Thanks for your very useful comments on jetski starting. I hop you are able to provide possible direction or confirmation on the issue below.
2000 Seadoo RXDI
1. Won’t start. Battery depleted.
2. New battery installed.
3. With safety key inserted two short beeps occur. Electrical panel displays with status information.
4. The first time inserting the safety key with the new battery the double beeps occurred and then there immediately follow a long beep. This happened twice. I couldn’t find a reason for the long beep of which several are listed (wrong lanyard, defective lanyard, safety lanyard in too long without starting or bad MPEM.
5. An attempt was made a few minutes later and there was no long beep following the initial two short beeps.
6. With the two beeps and no following long beep, the red start button was pushed and there was a humming sound similar to what a spinning electric motor or the sound a small hydraulic motor might make. Nothing else happened. No clicks or other sounds like I am familiar with on automotive units when a solenoid or battery is weak or bad.
7. At the next attempt the humming sounded as soon as the double beep was heard with the insertion of the safety key, but without depressing the start button.
8. The humming sound continued on its own for a few seconds and then stopped.
9. The red start button was pushed and the humming sound initiated again until the red button was released. The start button checked to verify it was not stuck/sticking in a depressed position. It was not.
10. Time was taken again to verify battery electrical connections were tight, which they were.
11. The electrical box opened. What to me seemed a significant amount of water found inside. Water removed and the unit dried out, connections of all location checked and the attempt to start the unit again made with the same result as noted above, i.e. motor hum sounded as soon as the safety key was inserted, then stopped on its own and when the start button pushed the only sound was again the same hum as long as the red button is depressed.
Despite being a 2000 model it has only 107 hours on it.
Bad starter motor? Bendix not engaging? Other things I can check? I am told replacement of the starter motor is difficult and expensive due to time.
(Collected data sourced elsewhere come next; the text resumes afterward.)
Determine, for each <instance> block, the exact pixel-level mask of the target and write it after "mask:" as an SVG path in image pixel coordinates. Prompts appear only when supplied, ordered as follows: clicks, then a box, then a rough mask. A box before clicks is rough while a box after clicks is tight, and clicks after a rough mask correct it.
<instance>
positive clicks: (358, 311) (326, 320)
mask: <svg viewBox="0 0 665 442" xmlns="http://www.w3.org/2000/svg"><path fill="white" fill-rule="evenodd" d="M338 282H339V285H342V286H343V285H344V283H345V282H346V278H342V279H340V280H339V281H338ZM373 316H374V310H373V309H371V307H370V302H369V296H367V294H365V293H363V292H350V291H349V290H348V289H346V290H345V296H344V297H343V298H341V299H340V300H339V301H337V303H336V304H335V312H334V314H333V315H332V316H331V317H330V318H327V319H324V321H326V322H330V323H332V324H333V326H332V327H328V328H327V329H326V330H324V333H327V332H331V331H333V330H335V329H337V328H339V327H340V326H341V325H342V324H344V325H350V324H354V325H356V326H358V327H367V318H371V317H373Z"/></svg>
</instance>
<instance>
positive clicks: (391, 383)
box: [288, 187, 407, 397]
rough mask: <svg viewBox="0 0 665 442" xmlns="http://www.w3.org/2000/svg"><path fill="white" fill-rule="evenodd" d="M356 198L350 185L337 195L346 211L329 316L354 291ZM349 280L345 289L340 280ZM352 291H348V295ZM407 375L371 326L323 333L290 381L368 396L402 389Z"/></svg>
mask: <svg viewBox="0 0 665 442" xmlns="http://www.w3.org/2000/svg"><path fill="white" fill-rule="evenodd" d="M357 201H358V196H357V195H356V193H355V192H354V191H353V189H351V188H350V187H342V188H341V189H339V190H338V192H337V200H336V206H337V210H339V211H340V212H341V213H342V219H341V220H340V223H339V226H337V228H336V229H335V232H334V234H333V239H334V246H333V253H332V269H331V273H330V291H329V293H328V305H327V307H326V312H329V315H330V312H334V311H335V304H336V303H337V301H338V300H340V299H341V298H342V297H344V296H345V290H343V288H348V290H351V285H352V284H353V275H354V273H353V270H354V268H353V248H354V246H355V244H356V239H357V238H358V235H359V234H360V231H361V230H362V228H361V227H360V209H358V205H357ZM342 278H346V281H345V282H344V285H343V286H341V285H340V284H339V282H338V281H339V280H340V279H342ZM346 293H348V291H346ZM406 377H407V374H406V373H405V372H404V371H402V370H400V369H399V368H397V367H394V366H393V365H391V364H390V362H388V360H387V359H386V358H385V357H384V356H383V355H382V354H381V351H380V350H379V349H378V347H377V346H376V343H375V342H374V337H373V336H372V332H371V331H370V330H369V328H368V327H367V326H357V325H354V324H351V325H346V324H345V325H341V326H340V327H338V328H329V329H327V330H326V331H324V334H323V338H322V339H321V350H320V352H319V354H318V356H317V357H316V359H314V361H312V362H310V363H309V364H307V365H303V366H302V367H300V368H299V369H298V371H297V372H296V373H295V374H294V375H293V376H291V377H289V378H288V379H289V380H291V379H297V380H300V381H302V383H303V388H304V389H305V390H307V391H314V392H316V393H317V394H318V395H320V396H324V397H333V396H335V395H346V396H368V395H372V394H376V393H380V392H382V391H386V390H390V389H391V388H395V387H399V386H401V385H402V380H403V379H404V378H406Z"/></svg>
Thanks for any thoughts or direction. We don’t have a local dealer or repair so I would appreciate as much direction as possible before traveling to a dealer.
I would start with the starter relay and then the starter motor. The starter motor won’t be easy but nothing is easy on any DI models. The honest truth is that any DI Sea-Doo I’ve run into always had some type of phantom electrical problem. You’ll fix one thing but another electrical problem will show up soon. Hopefully its something simple like the starter relay.
Have 1997 STX1100. When I hit the start button, I can here the starter turning but the engine does not turn over. Replaced battery with new one and a new solenoid. What could be the issue. Thanks Pat
Could be either a bad starter motor or something in the engine is locked up like water in the cylinder.